After Hezekiah was healed, it was three days before he was strong enough to go up to the house of the Lord. (See 2 Kings 20:1-5).
In John 4, the nobleman "believed the word that Jesus had spoken unto him" (v. 50), and when he met his servants, he inquired of them the hour when his dying son "began to amend" (v.52).
The Bible differentiates between the "gifts of healing" and the gift of "the working of miracles" (1 Cor. 12:9).
Christ could do no miracle in Nazareth because of the people's unbelief, but He healed a few sick ones (Mark 6:1-6). If everyone were to be made perfectly whole instantly, there would be no place for the gifts of healing; it would be all miracles.
Many people miss healing by trying to confine God to miracles. Christ's promise is that "they shall recover" (Mark 16:18), but He does not say "instantly."
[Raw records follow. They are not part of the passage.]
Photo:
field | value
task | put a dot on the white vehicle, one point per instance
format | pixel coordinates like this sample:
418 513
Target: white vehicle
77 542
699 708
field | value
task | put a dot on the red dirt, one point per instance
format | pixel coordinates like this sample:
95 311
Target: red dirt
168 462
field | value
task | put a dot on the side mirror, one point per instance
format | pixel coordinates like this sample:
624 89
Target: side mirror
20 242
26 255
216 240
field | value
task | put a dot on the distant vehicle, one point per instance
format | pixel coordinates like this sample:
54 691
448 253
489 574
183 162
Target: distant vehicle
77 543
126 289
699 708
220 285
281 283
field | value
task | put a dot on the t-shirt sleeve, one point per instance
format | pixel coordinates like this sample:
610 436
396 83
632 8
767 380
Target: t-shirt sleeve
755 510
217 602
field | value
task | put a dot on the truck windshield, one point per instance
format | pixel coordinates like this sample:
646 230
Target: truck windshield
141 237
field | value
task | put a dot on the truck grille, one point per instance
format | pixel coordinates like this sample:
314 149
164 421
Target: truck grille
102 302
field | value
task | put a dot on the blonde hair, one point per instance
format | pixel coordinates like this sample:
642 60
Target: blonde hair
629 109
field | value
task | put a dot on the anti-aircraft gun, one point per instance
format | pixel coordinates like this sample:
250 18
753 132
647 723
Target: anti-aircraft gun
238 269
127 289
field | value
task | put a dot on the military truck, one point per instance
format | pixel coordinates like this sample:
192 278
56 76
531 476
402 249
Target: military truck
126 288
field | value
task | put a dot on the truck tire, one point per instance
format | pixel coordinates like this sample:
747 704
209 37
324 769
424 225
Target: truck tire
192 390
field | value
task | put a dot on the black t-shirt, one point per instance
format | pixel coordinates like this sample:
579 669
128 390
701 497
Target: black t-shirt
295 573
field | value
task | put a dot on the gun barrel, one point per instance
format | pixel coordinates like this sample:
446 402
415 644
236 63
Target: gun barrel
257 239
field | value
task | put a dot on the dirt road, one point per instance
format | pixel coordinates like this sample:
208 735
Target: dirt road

"Faith means that we are confident of what we hope for, convinced of what we do not see" (Heb 11:1, Moffatt). We are "convinced," of course, because God, who cannot lie, has spoken. How all-sufficient is this reason for believing! Faith is, therefore, most rational.
It is not, as many unthinking persons suppose, believing without evidence, but believing because of the very highest possible evidence, God's Word, which is "settled in heaven" (Ps. 119:89).
The apostle James said, "I will show you by my deeds what faith is!" (James 2:18, Moffatt). Faith, therefore, is being so convinced of the absolute truth of the declarations of God that are recorded in the Bible that we act on them.